Selon Muhindo Mudekwa Jérémie, infirmier responsable du centre de santé de Ngubi, cette décision fait suite à la multiplication des incursions armées dans les villages du groupement Mwenye. « En l’espace de deux semaines, plus de 21 civils ont été tués.
Le personnel soignant et les malades ont été contraints de fuir pour sauver leurs vies », explique-t-il. Il précise que la reprise des activités sanitaires dépendra exclusivement du rétablissement de la sécurité.Les structures sanitaires concernées sont notamment les centres de santé de Mausa, Pombi, Mandelya, Musenge, ainsi que le Centre de Santé de Référence de Masoya.
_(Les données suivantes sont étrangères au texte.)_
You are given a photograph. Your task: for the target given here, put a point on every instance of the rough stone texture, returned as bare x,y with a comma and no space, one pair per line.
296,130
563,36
Leur fermeture prive la population de l’accès aux soins de santé de base, notamment les femmes enceintes, les enfants et les personnes vulnérables.
Outre le secteur de la santé, l’insécurité affecte également les activités socioéconomiques dans l’ensemble du groupement Mwenye. Les marchés, écoles et autres services communautaires fonctionnent au ralenti, tandis que de nombreuses familles se déplacent vers des zones jugées plus sûres.
De son côté, Vianney Kitswamba, président du Comité de protection civile de Baswagha, alerte sur une possible aggravation de la situation humanitaire. Il indique que plusieurs habitants abandonnent leurs biens pour fuir l’insécurité.
« Si rien n’est fait rapidement, la situation risque de devenir incontrôlable », avertit-il, tout en appelant les autorités compétentes à renforcer urgemment la sécurité afin de protéger les civils.
La population du groupement Mwenye continue de vivre dans la peur, dans un contexte marqué par l’absence de soins de santé et l’insécurité persistante.